So my question is this, Is it possible to 100% forgive someone for their mistakes, b/c we all have made them and continue to make them. Is this what God talks about in his messages?

I just don't know what to do about this situation and I guess I'm just tired of trying to figure it out. It's been 15 months now and the thougtht of another 2 yrs exhausted me of the up and down decision.


----------



## magicsunset08 (Oct 30, 2008)

Of course you can forgive, but you will never forget. Here is the catch. "Everyone finds God in Prison". That maybe true, but once he is out. What then? There are no drugs in Prison (at least easily attainable)> Once he is out and faced with freedom and temptation what will happen. I feel you must do whatever is neccessary to take care of yourself and your child. My advice would be not to be brought down by someone elses actions. The good news is.....If he truly has found God and stays the course, Awesome things can happen. Pray, trust God and you won't go wrong. Keep it up. It sound like you are on the right track. Hopefully, you will find peace. Take care of yourself and your child and everything else will fall into place.


----------



## swedish (Mar 6, 2008)

I have to say when I read the first half of your post my only thought was move on and don't look back, but you must be one of strong character to be considering a future with him. He has certainly done enough in the past to warrant you moving on, just my opinion, but he failed to honor you and your marriage on many levels and I do not think it's your moral duty to stick by him at this point. 

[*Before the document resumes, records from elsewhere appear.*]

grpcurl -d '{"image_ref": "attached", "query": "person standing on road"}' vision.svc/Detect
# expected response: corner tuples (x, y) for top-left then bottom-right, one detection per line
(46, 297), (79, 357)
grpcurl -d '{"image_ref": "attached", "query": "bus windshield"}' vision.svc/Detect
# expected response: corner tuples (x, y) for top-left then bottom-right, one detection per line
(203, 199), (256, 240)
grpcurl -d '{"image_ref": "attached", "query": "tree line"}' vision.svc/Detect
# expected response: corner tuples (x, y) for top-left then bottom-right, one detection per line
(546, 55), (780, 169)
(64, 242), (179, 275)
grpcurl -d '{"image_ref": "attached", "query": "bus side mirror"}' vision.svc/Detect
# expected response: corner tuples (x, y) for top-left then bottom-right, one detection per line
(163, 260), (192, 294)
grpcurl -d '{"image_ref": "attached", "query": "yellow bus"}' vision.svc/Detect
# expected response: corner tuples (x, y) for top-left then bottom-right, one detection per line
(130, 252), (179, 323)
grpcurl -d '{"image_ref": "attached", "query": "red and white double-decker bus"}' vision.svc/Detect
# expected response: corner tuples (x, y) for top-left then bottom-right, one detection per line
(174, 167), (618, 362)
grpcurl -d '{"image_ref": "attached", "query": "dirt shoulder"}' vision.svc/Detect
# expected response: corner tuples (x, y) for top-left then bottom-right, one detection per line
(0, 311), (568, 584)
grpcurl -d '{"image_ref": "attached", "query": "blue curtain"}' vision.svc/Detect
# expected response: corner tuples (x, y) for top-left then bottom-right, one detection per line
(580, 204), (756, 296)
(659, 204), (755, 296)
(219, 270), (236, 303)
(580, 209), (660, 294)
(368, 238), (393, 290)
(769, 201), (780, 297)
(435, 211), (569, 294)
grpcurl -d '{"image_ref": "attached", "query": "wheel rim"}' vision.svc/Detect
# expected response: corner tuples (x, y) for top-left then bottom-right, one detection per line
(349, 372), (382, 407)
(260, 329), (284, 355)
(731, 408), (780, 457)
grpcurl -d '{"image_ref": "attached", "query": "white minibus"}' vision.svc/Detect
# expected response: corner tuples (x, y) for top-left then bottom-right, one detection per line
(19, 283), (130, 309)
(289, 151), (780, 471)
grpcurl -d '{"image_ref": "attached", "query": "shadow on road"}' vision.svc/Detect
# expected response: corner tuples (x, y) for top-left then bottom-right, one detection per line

As far as forgiveness goes, yes you can forgive, he is human and made some terrible mistakes. Recognizing that and forgiving will bring you peace of mind. I would imagine his time in prison has given him time to think about his life and reflect, so he could very well be a changed man, but there are no guarantees when he is out, that he will resist temptation as there are sure to be many difficult adjustments and setbacks when trying to re-establish himself.

If it were me, I'd move on. When he is out, you will most likely be in contact due to your child and you can see how you feel at that point. But this is obviously a decision only you can make so I hope you are able to come to a point where you find peace in whatever you decide.


----------



## Amplexor (Feb 13, 2008)

I believe it is possible to forgive some one 100% for past errors. Your strong faith should assist you in this. But forgiveness does not necessarily mean reconciliation. The question is should you hang on to this man. Can he truly change to be the kind of man you seek and deserve? I cannot vouch for him nor condemn him, but his track record is very poor. He has risked all he has in his finances, his family and ultimately his freedom for the sake of drugs. He has proved untrustworthy and unfaithful. Will he return from prison rehabilitated or more screwed up then when he went in? No one can really say. The ultimate decision is yours as you know him best. For this decision you will need to rely on your head and your heart. Use your faith to help guide you and visit with your clergyman. Talk to the officials at the prison to find out what kind of man he is inside. Take a little time to make this decision. If you elect to stay then stand by that until he ultimately proves you right or wrong. If you elect to move on, cut all the ties you can including living with his mother and move forward. Raise you child and find some one who can love and respect you as you should be. Good luck.


----------